Mr. Brunton found out, in the course of the evening, that he had something very important to do, and probably Mrs. Weston discovered her assistance was needed as well, for the friends found themselves, after a while, alone, which was what they both wanted.

"You have heard, Hardy, of all the strange things that have happened to me?" George began, hesitatingly. "I should like to be able to tell you all about them; but, somehow, I don't know how to put such matters into words."

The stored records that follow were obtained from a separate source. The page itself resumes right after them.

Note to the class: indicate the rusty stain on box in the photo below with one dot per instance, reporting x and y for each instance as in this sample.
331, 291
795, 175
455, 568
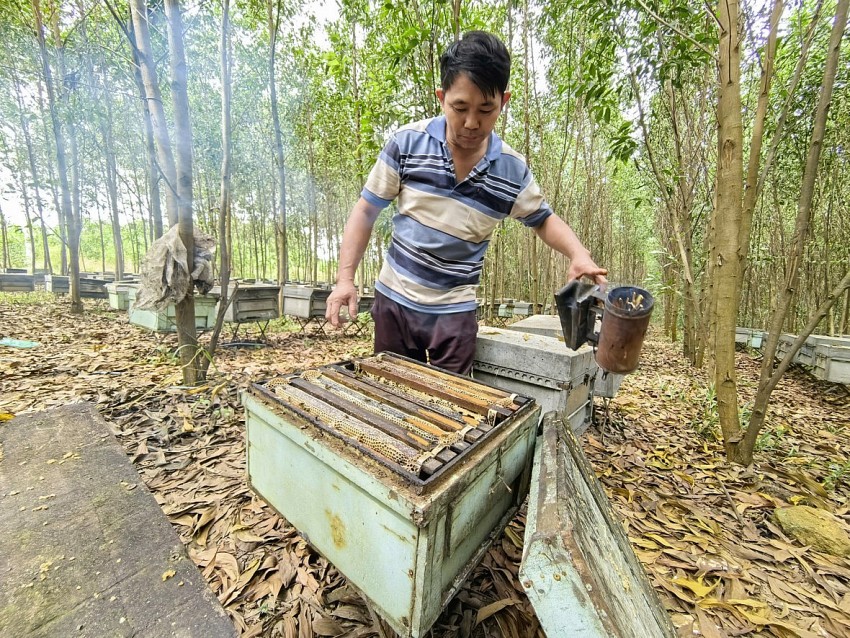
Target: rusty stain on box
399, 473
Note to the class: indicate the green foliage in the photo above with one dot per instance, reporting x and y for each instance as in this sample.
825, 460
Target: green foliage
839, 474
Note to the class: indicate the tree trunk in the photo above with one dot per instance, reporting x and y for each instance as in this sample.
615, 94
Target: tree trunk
727, 222
153, 98
63, 251
150, 147
35, 182
59, 138
743, 450
186, 336
750, 190
30, 241
4, 238
112, 189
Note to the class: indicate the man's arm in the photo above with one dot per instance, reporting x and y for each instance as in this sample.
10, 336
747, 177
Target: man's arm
355, 238
555, 233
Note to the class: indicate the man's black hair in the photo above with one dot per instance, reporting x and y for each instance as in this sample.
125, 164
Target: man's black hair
481, 56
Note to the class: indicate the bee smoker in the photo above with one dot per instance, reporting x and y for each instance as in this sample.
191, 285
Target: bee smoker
615, 321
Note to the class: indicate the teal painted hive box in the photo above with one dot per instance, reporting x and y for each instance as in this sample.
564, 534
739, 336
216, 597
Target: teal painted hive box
166, 320
400, 474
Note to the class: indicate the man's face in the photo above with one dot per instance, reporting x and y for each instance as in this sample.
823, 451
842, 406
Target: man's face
470, 115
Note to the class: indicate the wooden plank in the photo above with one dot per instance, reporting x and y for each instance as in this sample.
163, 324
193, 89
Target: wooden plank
376, 421
405, 402
405, 377
578, 568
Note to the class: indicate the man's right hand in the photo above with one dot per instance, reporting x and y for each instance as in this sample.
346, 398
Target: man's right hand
345, 294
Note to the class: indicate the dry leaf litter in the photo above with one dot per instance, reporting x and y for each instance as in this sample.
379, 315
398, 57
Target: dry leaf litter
704, 529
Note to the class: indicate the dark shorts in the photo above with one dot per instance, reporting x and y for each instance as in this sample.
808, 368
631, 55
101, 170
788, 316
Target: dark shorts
446, 341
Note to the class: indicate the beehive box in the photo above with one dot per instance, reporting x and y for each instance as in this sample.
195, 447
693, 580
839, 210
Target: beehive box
57, 284
16, 282
404, 518
750, 337
305, 302
523, 309
119, 294
832, 362
166, 320
604, 385
558, 378
252, 302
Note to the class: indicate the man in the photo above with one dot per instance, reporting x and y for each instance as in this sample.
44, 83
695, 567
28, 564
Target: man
455, 181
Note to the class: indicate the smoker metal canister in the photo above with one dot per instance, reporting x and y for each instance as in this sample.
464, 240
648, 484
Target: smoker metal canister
622, 333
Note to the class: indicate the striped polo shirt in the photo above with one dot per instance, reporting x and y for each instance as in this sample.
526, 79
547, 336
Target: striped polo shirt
442, 227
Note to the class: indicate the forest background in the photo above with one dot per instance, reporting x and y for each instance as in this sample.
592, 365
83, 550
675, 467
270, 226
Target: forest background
620, 107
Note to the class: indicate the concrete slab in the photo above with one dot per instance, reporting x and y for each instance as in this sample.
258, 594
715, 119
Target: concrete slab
85, 550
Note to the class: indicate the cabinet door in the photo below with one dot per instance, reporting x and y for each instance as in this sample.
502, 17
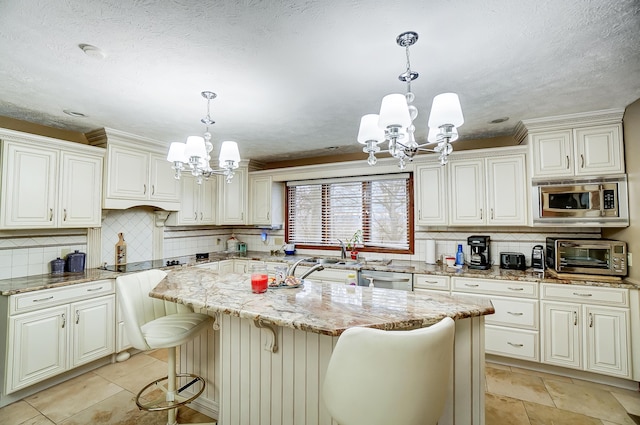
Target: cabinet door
466, 180
506, 191
208, 200
233, 198
93, 329
29, 186
80, 190
561, 335
430, 195
599, 150
164, 186
128, 173
607, 341
552, 153
37, 346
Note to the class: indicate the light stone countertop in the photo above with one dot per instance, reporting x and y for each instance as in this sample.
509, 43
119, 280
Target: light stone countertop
325, 308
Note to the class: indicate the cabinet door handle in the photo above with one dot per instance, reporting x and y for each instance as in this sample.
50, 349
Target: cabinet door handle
43, 299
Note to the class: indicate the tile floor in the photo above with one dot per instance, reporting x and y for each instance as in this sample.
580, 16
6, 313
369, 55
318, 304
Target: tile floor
514, 397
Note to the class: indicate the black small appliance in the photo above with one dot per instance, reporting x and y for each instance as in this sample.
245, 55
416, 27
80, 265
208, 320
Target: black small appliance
537, 258
512, 261
480, 252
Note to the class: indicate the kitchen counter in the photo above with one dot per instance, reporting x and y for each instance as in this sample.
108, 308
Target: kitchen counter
323, 308
34, 283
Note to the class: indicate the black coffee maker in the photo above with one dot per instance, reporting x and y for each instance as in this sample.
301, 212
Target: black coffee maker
480, 253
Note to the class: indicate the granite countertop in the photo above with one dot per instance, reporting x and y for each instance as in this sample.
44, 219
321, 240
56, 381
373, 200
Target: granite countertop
34, 283
325, 308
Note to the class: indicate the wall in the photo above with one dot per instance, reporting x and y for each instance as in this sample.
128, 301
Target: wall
631, 234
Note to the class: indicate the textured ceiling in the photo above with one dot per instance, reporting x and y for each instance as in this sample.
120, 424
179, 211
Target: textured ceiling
293, 77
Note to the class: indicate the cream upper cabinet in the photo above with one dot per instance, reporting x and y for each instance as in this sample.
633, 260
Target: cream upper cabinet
489, 191
575, 145
430, 195
50, 187
232, 207
266, 201
198, 202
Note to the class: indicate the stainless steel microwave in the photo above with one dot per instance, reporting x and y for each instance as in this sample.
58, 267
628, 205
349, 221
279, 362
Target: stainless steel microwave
601, 201
587, 256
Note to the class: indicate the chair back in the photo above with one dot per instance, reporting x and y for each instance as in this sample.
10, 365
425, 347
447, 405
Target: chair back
390, 377
138, 308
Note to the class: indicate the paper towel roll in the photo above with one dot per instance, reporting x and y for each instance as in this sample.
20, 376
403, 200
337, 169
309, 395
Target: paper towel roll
431, 251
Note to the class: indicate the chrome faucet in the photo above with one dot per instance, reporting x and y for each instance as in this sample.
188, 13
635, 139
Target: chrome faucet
343, 250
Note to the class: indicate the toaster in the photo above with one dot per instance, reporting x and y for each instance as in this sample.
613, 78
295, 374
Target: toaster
512, 261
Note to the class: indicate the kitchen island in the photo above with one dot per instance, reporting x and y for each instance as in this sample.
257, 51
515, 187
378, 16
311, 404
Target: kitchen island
265, 361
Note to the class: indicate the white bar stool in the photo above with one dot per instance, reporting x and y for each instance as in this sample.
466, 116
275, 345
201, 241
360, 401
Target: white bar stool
152, 323
377, 377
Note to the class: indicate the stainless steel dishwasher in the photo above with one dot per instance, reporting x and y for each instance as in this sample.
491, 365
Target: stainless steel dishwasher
389, 280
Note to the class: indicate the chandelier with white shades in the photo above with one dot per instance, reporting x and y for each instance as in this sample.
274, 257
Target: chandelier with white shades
394, 123
194, 155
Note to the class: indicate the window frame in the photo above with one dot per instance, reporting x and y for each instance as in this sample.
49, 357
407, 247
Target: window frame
410, 218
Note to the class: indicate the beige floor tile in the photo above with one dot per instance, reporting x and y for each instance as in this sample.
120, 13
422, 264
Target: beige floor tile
588, 400
517, 385
17, 413
121, 409
73, 396
501, 410
545, 415
630, 400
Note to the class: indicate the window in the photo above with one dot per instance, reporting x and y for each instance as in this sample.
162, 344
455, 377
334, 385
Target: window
322, 211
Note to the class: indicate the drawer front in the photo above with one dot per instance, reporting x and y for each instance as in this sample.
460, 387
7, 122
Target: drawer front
51, 297
516, 343
586, 294
509, 288
425, 281
515, 313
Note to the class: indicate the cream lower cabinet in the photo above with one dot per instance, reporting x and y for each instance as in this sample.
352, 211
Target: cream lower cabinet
55, 330
489, 191
586, 328
513, 331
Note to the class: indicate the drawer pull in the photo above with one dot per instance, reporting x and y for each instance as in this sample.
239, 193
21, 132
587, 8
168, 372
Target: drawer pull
43, 299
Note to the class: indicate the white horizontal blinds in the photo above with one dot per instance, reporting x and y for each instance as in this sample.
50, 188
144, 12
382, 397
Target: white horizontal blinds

"You mean, George, that one great, solemn, joyful event which has made your life now something worth living for," said Hardy, relieving him of a difficulty. "I cannot tell you how glad I am to know it. The past two years have been funny ones to both of us. Religion has been ground on which we have not been able to tread together, as you know: but, thank goodness, that has all gone by. Now, I must tell you my mind, George," he continued, in that frank, manly way which was so natural to him; "I never gave you credit for sincerity when you took up with those strange notions which were so dangerous to you. I believed then that they were convenient principles, which might be stretched and made to agree with the dictates of your inclination. I do not say you did not believe what you professed, but I always thought that you forced yourself into that belief by self-deception. Now, wait, don't interrupt me. I know what you are going to say; but whatever harm you did to others—God only knows that—I do not think your change in sentiment did any harm to me! For this reason—I saw you were not straightforward with your own heart, and I felt sure you slighted that pure and holy religion in which we had been instructed from childhood, not because in your heart of hearts you disbelieved it, but because it condemned that course of conduct which you were pursuing. Now, was it not so?"

"Yes, Hardy, you are right. I can trace out now the processes of thought through which I passed, to lead me to think and act as I did; and I never knew before what a wretchedly poor thing a morally endowed, intelligent human being is in his own strength. I did not know how weak I was. I did feel sometimes oppressed with the idea that I was willingly blindfolding myself—but, somehow, an argument was always at hand to weigh down this feeling. But tell me why you think my endeavours to make you believe as I did never did you injury? God grant they may not to others."

"Why, when I observed you, as I tell you I did, it was impossible for me not to be on my guard. Nay, more, this question tormented me daily, 'You believe George disregards religion, because it condemns him; if you regard that religion, but do not practise it, does it not condemn you?' Now this was a home-thrust, George, which I could not parry off. I tried to determine not to be such a cowardly, mean-spirited creature as to try and cheat God by pretending to believe Him, and yet fight under false colours against Him; and so I gave up many of my old habits, and tried to start afresh. And now, George, you don't know how thankful I am that you are different to what you were. We have studied many things together, joined in many plans and purposes; and now I hope we shall be able to study the highest and best thing in earth or heaven—what God's will is, and how to do it."


That desire became the watchword of their lives.